The difference between these two possibilities is not significant. We have 7 numbers left to place. If there is a way to place them in the 7 dots of the first row to obtain a permutation with a yield less than 18, than by reversing the order of these 7 numbers we can also complete the second row to a permutation with the same yield, and vice versa, because a number can be placed at the end iff it can be placed next to a 1. So without loss of generality we may assume that there is only one possiblity (the first one.) We will need this argument again; I will refer to it by saying that the two possiblities are "equally good". In some cases the transformation only works one way, in which case I will say that one possibility is "better" than the other.

So we must complete

11 1 7 2 . . . . . . .

to a permutaiton. 9 may only placed next to 1 and 3, and 1 is inaccessible, so 9 must be at the end, next to 3:

11 1 7 2 . . . . . 3 9

8 may only be placed next to 1, 2, and 4, and 1 is inaccessible, so 8 must be between 2 and 4:

11 1 7 2 8 4 . . . 3 9

10 may only be placed next to 1, 2, and 5, but 1 and 2 are both inaccessible, so 10 can only have one neighbor, a contradiction. This completes the proof.

Proposition: a(12) >= 18.

This follows immediately from Lemma 2.

Proposition: a(13) >= 24.

Proof: We start with a TAN for a yield of less than 24:

13: 1
12: 1 2 3 4 6
11: 1 2
9: 1 2 3 6
8: 1 2 4
7: 1 2 3

Since 13 has only one possible neighbor, it must be at the end:

13 1 . . . . . . . . . . .

11 must be between 1 and 2, or at the end next to 2. Both ways are equally good, so we choose

13 1 11 2 . . . . . . . . .

7 must be either between 2 and 3, or at the end next to 3.

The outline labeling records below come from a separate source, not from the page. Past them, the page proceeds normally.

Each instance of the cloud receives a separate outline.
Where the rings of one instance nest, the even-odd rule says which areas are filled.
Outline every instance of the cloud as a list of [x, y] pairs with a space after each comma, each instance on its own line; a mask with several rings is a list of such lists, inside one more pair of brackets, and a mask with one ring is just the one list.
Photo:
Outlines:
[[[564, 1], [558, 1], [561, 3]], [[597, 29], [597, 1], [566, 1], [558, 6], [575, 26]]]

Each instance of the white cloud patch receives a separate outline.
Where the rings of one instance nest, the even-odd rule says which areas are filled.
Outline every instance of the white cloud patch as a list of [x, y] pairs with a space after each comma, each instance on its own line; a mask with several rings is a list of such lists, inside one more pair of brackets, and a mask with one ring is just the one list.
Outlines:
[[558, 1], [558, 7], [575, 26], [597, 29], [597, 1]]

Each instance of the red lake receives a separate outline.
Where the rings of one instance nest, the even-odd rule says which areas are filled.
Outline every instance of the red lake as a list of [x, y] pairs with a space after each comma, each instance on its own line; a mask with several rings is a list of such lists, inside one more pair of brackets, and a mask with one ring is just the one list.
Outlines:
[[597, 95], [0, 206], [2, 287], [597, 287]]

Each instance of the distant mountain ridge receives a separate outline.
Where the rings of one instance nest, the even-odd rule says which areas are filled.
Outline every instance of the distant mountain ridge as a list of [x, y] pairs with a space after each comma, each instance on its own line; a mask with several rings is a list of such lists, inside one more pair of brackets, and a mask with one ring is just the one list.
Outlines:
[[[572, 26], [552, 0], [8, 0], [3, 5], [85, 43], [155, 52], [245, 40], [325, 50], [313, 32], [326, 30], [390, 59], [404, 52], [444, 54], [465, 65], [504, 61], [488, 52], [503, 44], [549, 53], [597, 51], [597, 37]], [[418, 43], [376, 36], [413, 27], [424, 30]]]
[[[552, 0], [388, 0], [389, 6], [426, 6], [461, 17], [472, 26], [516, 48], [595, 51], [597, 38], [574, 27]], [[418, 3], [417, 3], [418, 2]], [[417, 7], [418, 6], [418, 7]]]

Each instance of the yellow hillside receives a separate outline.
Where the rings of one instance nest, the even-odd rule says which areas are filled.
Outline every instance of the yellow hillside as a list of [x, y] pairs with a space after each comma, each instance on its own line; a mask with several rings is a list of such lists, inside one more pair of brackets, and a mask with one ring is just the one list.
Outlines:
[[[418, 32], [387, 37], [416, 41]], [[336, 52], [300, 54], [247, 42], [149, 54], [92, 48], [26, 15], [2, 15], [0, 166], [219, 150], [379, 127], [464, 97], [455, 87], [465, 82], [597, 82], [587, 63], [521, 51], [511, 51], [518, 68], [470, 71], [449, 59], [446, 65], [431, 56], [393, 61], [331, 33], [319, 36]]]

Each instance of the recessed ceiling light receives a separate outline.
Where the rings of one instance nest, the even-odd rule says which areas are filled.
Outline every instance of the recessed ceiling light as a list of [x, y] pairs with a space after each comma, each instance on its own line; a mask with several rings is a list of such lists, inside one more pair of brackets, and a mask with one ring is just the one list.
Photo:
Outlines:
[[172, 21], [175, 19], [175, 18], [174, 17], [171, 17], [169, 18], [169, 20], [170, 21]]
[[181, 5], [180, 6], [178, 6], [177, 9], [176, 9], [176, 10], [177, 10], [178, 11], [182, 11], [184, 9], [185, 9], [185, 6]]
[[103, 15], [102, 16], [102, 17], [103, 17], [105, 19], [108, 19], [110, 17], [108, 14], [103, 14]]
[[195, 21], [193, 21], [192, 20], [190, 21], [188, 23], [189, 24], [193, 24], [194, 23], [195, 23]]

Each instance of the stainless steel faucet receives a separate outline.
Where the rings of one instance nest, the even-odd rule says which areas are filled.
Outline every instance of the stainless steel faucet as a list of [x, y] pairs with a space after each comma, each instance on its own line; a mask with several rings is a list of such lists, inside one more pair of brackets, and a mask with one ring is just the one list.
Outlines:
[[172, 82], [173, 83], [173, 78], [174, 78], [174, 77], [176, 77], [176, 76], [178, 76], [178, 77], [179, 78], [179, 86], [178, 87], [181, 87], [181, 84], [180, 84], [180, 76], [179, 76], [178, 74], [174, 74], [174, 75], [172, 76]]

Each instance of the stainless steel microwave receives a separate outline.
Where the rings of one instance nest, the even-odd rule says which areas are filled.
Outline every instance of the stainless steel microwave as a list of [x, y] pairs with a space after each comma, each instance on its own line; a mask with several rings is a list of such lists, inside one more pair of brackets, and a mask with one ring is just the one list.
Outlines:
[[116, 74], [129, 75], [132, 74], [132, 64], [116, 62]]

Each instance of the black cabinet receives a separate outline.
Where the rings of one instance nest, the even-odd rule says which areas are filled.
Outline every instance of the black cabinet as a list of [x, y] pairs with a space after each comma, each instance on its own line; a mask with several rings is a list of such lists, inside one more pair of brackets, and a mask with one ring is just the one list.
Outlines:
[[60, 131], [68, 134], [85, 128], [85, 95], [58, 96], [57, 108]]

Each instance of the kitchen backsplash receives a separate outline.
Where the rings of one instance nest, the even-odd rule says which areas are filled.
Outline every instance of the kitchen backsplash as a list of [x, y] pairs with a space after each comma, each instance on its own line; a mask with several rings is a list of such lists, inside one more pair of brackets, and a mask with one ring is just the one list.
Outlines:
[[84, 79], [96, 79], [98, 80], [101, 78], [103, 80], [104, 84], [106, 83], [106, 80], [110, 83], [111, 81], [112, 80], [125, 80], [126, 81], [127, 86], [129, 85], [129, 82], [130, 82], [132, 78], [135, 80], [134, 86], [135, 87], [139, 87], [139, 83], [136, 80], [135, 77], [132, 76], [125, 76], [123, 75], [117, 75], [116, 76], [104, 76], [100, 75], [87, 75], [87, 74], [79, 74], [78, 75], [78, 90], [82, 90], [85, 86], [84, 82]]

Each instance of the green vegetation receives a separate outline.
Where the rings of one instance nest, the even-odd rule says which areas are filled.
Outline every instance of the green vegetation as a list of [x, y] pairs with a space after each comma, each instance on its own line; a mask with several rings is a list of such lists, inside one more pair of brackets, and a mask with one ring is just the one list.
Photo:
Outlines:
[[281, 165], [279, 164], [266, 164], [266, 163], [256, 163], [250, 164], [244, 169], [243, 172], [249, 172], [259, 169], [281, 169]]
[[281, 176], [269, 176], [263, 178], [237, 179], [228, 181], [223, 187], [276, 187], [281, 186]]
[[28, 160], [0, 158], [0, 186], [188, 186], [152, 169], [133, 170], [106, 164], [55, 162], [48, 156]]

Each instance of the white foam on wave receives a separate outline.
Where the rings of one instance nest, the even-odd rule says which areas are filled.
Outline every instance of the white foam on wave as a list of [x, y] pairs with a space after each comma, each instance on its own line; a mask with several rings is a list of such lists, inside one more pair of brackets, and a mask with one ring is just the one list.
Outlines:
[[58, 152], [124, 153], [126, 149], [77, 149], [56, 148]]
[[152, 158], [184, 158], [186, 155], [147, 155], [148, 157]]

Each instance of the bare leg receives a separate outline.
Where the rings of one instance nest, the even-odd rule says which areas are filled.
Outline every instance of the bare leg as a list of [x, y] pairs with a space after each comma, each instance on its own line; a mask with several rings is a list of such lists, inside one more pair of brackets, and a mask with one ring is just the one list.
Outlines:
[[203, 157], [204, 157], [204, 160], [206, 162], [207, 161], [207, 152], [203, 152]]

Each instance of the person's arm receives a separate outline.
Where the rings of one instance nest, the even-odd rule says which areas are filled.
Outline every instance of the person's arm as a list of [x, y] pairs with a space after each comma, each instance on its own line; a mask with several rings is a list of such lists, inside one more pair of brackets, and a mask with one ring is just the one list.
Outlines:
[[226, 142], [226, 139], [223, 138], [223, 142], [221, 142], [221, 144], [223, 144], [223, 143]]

13 1 11 2 7 3 . . . . . . .
13 1 11 2 . . . . . . . 3 7

The first possiblity is better. 8 must be at the end next to 4:

13 1 11 2 7 3 . . . . . 4 8

9 must be between 3 and 6:

13 1 11 2 7 3 9 6 . . . 4 8

But now 12 must be next to both 4 and 6, which is impossible. This completes the proof.

Proposition: a(14) >= 24; a(15) >= 24; a(16) >= 24.

These follow immediately from Lemma 2.

Proposition: a(17) >= 35.

Proof: Consider the following 7 sets of numbers: {17}, {13}, {11}, {9}, {7, 14}, {5, 10, 15}, {12, 8, 16}. Observe that no member of one of these sets may be placed next to a member of another one of these sets, without producing a yield of at least 35. So we need at least 6 numbers to separate these sets from each other, but there are only 5 other numbers in {1, ..., 17}.

Proposition: a(18) >= 35.

This follows immediately from Lemma 2.